III. Die Duldungspflicht der eigenen Tötung als logische und zugleich sinnvolle Konsequenz aus Notwehrkonzeption und der Konzeption des ETIs

Das gefundene Ergebnis erscheint zunächst befremdlich. Der folgende Abschnitt soll es jedoch ausgehend von Literaturvorschlägen zur Verteilung des Irrtumsrisikos (1.) plausibilisieren (2.).

Vorangestellt sei jedoch, dass der Eindruck der Befremdlichkeit wohl jeder möglichen Falllösung anhaftete: Es wäre wohl kaum weniger kontraintuitiv, wenn der unvermeidbar Irrende, der lobenswerte Motive verfolgt, gerechtfertigt getötet werden dürfte. Mit Zippelius[9] kann man von einer Situation rechtsethischer Ratlosigkeit sprechen. Wenn alle möglichen Ergebnisse unbefriedigend oder ungerecht wirken, kann nicht ein wie auch immer zu definierendes Rechtsempfinden, sondern lediglich eine rational aus dem System ableitbare Begründung den Ausschlag geben.[10]

1. Literaturvorschläge zur Verteilung des Irrtumsrisikos

Als relativ umfangreich erforscht kann der Bereich der zurechenbaren Hervorrufung eines ETIs gelten, beispielsweise im Fall der Bedrohung mit einer Scheinwaffe. Die Diskussion geht in diesem Zusammenhang regelmäßig auch auf die Verteilung des Irrtumsrisikos zwischen den Beteiligten ein. Die folgende Darstellung berücksichtigt ohne Anspruch auf Vollständigkeit solche Ideen und Konzepte, die auch für die Frage des Irrtumsrisikos bei einer nicht zurechen-

baren Auslösung des Irrtums fruchtbar gemacht werden können.
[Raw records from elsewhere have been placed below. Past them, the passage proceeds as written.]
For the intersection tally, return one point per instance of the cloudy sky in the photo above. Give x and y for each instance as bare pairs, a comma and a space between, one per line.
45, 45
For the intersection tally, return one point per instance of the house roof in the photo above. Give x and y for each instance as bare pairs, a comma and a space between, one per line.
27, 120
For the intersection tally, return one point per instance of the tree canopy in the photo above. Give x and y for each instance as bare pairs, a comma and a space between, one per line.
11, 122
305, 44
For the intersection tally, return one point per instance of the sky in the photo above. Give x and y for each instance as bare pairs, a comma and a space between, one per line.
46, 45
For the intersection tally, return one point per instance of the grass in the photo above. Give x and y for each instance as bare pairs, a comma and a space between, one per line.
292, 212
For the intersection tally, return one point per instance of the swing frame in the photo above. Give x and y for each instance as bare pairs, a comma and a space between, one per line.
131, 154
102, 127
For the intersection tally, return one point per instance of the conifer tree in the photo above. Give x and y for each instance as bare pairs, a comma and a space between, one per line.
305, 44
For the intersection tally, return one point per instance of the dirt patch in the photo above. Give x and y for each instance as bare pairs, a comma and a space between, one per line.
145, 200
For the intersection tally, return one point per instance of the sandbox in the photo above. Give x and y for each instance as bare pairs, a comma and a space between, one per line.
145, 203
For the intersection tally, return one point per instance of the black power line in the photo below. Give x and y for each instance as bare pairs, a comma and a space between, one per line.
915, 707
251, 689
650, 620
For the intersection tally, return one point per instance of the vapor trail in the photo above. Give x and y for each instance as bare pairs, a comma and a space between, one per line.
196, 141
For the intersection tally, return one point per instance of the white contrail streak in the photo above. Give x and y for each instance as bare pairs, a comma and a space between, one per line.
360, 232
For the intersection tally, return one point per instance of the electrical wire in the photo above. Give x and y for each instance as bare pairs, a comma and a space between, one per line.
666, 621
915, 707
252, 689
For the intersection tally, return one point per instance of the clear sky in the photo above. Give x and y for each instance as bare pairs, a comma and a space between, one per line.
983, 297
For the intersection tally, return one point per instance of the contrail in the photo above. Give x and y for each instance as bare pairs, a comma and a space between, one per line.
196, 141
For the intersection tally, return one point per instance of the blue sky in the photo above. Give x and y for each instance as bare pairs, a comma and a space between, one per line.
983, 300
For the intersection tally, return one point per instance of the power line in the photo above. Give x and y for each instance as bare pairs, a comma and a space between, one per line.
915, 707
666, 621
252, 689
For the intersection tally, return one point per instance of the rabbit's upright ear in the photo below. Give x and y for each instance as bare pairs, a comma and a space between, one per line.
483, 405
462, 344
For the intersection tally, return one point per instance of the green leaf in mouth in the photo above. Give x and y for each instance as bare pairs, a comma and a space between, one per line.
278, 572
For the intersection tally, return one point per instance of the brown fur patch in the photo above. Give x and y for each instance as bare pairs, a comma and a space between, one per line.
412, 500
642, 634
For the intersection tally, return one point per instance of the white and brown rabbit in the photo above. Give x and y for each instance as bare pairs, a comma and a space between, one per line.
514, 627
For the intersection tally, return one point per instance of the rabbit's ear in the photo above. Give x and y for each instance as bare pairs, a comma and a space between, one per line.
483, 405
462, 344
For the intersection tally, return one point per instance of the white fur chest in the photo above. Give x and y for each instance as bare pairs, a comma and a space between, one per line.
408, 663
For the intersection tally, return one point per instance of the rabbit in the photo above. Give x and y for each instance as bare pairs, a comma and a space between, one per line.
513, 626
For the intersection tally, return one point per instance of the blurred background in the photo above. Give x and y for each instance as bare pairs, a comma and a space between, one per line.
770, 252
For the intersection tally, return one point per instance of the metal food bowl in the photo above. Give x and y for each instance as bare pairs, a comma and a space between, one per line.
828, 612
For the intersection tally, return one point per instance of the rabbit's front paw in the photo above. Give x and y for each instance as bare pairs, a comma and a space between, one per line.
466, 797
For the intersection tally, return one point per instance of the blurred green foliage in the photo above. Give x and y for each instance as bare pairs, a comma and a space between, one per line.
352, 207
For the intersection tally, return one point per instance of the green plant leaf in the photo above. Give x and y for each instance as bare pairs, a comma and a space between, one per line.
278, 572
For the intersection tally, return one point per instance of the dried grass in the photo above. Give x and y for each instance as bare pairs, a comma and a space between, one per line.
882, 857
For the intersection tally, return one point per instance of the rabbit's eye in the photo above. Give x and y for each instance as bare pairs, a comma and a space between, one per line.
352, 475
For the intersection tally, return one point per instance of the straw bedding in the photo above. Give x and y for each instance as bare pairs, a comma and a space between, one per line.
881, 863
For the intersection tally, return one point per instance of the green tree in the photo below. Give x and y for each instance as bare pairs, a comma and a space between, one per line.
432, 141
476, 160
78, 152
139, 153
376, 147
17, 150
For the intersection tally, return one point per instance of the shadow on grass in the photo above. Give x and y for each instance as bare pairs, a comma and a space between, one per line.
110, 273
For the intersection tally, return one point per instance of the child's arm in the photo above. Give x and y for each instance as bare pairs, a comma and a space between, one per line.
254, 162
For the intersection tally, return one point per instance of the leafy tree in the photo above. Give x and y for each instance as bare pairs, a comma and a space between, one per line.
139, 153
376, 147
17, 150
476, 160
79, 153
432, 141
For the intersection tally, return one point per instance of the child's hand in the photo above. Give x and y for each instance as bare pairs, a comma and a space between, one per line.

Daher bleibt die Ansicht, die bei Angriffen mit Scheinwaffen mit der Willensfreiheit als ex post bedrohtes Rechtsgut ein Notwehrrecht konstruiert,[11] außen vor.

a) Jakobs

Jakobs verbindet die Frage, aus welcher Perspektive (ex ante/ex post) die Elemente der Rechtfertigungsgründe zu bewerten sind, mit der Verteilung des Irrtumsrisikos.[12] Von den drei tragenden Prinzipien, die er dafür entwickelt, ist das sogenannte Solidaritätsprinzip für den vorliegenden Beitrag das wichtigste, da es für die nicht zurechenbaren Auslösung einer Scheingefahr oder Scheinnot-wehrlage konzipiert ist.[13]

Dabei weist er treffend auf den aufzulösenden Interessenskonflikt hin: Auf der einen Seite steht das Interesse des Eingriffsopfers, nur bei wirklicher Not Eingriffe solidarisch dulden zu müssen, auf der anderen das des Irrenden, nicht nachträglich wegen des Fehlens einer tatsächlichen Notwehr- oder Nothilfelage eines rechtswidrigen Verhaltens bezichtigt zu werden. Jakobs’ Lösung bezieht beide Interessen ein und geht von der Prämisse aus, dass ein Eingriffsopfer, dem die "Abwehr" des Irrenden aufgezwungen wird, auf die optimale Ausrichtung des Rettungsverhaltens, das heißt ohne Berücksichtigung individueller Schwächen, vertrauen können muss. Dies führt zu folgenden Abgrenzungen: Ergibt die Beurteilung der Lage ex ante aus Sicht eines objektiven Dritten, dass die rechtfertigenden Umstände vorliegen, so ist gegen die "Abwehr" des Irrenden lediglich Handeln im Rahmen des aggressiven Notstands gerechtfertigt. Ergibt hingegen nur die subjektive Ex-ante-Perspektive, dass die rechtfertigenden Umstände vorliegen, so ist ein Handeln im Rahmen des defensiven Notstands gerechtfertigt.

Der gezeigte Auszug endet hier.